Tax & Accounting Blog

Information Reporting on Form 1042-S, A New Challenge for Accounts Payable – Part 10: Exemption Codes

1099, ONESOURCE, Tax Information Reporting, TIN Compliance, W-8 & W-9 Foreign Reporting, Withholding Management August 23, 2012

Exemption Codes indicate the reason that taxes were not withheld on the gross income being reported. Exemption Codes typically used for payments to foreign vendors are 00, 01, 02, 03, and 04. Code 00 in the Exemption Code field indicates the gross income was subject to NRA withholding. Exemption Code 00 is also used to indicate that the gross income was subject to tax withholding at a reduced rate under an income tax treaty claim (discussed below).

Code 01. In some situations, the Exemption Code also indicates whether the recipient has a U.S. tax return filing obligation. For example, a corporation with income exempt from withholding because the income is effectively connected to a U.S. trade or business (Code 01) has a Form 1120-F filing obligation. The gross income reported is reduced by allowable deductions and subject toU.S. tax on a net basis.

Code 02. Exemption Code 02 indicates an exemption from tax under an Internal Revenue Code section (except for portfolio income which is indicated by Income Code 05). Exemption Code 02 is also used to indicate income exempt from withholding but not exempt from tax, because there is no current Exemption Code available for this situation. Income exempt from withholding includes U.S. AID per diem amounts paid for subsistence and forgiveness of indebtedness income in a nonrelated party situation. Per diem payments are typically small amounts, frequently less than the personal exemption amount, in which case no tax is lost if no tax return is filed. Many organizations dealing with recipients of these amounts are aware that these individuals must submit tax returns and set up programs to ensure that the returns are prepared for the recipients. The recipient of forgiveness of indebtedness income might believe based on the Exemption Code description that the amount is “exempt from tax” and not file a tax return and pay the tax owed. Some of these reported amounts could be significant.

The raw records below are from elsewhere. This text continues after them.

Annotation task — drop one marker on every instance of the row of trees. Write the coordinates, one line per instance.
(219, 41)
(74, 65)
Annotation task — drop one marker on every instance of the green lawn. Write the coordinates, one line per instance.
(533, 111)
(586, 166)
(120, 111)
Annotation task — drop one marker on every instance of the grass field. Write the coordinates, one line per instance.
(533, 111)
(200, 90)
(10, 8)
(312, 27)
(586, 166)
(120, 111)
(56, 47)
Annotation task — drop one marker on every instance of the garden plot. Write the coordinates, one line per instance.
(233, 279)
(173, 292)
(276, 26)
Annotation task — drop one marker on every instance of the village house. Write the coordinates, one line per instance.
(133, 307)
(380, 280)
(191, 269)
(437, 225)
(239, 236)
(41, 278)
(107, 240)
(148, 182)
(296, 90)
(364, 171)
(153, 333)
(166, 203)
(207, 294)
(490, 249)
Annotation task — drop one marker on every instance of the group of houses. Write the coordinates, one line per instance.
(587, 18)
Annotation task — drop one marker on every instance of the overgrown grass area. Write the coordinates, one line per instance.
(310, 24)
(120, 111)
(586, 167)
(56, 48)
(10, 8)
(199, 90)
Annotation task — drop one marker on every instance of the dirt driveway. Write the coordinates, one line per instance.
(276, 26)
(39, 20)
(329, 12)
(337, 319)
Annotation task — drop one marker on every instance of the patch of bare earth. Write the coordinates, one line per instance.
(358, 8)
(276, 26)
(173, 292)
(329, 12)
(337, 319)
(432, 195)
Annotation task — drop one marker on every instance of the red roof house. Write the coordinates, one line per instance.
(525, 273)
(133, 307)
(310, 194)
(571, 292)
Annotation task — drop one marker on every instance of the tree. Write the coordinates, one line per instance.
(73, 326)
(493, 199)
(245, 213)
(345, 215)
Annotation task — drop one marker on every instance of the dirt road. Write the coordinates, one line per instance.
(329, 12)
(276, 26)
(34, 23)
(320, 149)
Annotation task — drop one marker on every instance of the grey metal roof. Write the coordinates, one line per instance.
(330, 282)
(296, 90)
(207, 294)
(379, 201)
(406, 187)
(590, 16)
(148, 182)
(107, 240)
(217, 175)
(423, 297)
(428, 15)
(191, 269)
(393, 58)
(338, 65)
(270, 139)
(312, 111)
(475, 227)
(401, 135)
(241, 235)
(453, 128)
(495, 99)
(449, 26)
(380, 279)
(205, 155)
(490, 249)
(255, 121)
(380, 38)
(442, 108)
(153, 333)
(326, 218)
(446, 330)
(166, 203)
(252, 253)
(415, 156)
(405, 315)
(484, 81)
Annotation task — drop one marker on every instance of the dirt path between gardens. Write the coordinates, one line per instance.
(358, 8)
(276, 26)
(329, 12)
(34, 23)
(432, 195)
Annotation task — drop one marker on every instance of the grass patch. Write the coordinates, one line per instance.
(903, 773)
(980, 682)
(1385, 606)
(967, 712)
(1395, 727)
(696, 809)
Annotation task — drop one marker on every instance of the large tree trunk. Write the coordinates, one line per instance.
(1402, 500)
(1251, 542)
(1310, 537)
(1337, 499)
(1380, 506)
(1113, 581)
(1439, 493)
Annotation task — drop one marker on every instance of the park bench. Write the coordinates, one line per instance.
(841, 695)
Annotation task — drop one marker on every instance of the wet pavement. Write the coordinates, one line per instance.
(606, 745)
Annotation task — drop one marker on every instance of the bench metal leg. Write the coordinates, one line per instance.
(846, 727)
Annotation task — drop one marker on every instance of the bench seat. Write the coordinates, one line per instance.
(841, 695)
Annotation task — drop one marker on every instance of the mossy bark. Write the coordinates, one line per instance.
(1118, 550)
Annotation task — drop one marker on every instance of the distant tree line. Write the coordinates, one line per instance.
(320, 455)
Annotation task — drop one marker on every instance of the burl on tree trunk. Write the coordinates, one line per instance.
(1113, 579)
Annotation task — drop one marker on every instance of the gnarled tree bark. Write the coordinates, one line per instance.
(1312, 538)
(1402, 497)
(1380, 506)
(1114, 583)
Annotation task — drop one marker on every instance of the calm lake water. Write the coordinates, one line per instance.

Code 03. The IRS has provided Exemption Code 03 for foreign-source income for payers who wish to use such reporting for internal control purposes. Recipients of income under Exemption Code 03 have no U.S. tax return filing obligation unless the recipient is a U.S. person such as a resident alien individual based on a tax return election. Records with Exemption Code 03 could be included in the information exchange with the recipient’s country of residence where the income might be subject to tax, however.

Code 04. Records reporting treaty-exempt income could have one of two codes: Exemption Code 04, which was only valid if the tax rate was 00.00 or Code 00 indicating the income was subject to withholding (albeit at a reduced treaty rate).

Whether a foreign vendor with treaty-exempt income has a tax return filing obligation depends on whether the income is ECI or not. As mentioned above, a tax return is due if the income is ECI even if all of the income is exempt under an income tax treaty. No tax return is due for FDAPI on which the correct amount of tax, including reductions under an income tax treaty, has been withheld. As explained above, ECI and FDAPI are not identifiable when the Income Code is 50. This is the case for rents on tangible personal property because of their disparate treatment by tax treaties. Some recipients will have a tax return due because the rents were exempt from tax as business profits (ECI) while others will have no tax return due because the rents were FDAPI subject to a reduced rate, or elimination, of withholding under either a Royalties Article or an Other Income Article of the applicable treaty. This confusion could be resolved by implementing a different Exemption Code for treaty-exempt ECI.